Tuesday, November 30, 2010

Burgess on Mozart; Anxiety during Peaceful Times

The second movement of the Anthony Burgess text called "K. 550 (1788)" begins with a word pattern that imitates the melodic rhythms of the first phrase of the music:




"THE black day is coming. What black day is coming? The black day is coming for you, me and everyone. How soon now? Quite soon now. The shadows closing, shadows closing. I can see nothing."

Throughout the text Burgess juxtaposes images of Louis XIV and Marie Antoinette with the music of Mozart's Symphony in G Minor, K.550. Here he imagines them on a rowboat on a quiet river in summertime. Even these relaxed and peaceful moments have powerful anxieties woven into them.

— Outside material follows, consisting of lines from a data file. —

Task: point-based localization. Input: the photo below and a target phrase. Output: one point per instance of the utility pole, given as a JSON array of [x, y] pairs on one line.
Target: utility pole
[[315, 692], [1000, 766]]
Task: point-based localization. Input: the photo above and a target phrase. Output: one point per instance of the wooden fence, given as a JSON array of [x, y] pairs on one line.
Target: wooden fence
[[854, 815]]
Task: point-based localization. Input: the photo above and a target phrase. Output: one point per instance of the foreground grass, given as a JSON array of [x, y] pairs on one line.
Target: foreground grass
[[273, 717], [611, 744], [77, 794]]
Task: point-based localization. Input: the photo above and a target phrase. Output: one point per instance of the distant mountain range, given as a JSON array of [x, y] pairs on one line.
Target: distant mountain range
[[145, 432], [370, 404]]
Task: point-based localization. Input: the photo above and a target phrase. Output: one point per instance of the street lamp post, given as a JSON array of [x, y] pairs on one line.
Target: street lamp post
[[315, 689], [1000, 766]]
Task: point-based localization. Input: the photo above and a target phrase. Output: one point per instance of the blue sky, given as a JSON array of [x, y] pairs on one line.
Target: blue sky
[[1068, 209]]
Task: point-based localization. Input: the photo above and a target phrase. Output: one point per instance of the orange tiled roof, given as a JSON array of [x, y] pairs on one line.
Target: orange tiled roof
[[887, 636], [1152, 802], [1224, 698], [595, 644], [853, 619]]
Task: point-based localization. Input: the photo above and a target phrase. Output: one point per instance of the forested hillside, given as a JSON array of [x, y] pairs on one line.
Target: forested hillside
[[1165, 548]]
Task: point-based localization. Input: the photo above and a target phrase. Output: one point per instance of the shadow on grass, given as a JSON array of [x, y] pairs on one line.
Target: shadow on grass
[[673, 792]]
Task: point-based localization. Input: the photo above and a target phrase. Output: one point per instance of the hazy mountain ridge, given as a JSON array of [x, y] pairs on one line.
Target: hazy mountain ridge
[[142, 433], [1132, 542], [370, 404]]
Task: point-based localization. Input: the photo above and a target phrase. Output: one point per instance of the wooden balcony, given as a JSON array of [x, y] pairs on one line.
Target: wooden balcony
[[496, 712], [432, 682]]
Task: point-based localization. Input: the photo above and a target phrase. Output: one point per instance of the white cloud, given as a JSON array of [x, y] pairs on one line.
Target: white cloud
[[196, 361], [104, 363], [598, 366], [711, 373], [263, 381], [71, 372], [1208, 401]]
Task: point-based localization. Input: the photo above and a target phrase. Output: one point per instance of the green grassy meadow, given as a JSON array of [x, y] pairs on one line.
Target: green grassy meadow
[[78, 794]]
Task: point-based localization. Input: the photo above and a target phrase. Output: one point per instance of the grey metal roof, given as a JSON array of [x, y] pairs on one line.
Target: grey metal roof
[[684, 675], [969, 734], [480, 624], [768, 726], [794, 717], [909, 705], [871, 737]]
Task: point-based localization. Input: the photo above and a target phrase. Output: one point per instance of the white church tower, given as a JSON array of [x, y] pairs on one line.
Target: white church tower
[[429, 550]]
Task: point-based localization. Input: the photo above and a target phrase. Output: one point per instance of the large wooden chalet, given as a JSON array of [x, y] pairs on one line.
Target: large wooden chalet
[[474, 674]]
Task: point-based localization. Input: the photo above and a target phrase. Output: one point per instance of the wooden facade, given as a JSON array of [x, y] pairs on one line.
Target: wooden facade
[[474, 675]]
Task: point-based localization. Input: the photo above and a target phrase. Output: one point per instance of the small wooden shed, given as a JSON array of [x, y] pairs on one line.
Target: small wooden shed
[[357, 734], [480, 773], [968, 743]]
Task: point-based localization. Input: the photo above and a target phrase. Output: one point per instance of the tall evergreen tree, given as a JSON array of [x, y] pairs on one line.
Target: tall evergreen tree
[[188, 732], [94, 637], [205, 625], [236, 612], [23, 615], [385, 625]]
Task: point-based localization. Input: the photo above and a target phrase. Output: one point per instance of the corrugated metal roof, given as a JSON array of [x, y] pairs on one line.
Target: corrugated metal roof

This tension is also reflected in the score. The unexpected chromatic line in the cellos and basses [0:04-0:07] and the chromatic melodic tail [0:25-0:27] are the first indications of disruptions and unexpected detours in this movement.

There are two-note figures that are separated from their own resolution by silences [0:21 and 0:23]. These figures take over the center of this section of this movement [1:22] and the first half of the form closes with an amazing chromatic progression from [2:31-2:45].

Burgess captures the spirit of the music itself:

"Black, bleak and bitter. The blue night’s arrived now. The blue night is with us. How urgent sighs the wind. So listen. I listen. The candles flicker, fleck the shadows. We eat. Some do not. We eat. So we eat."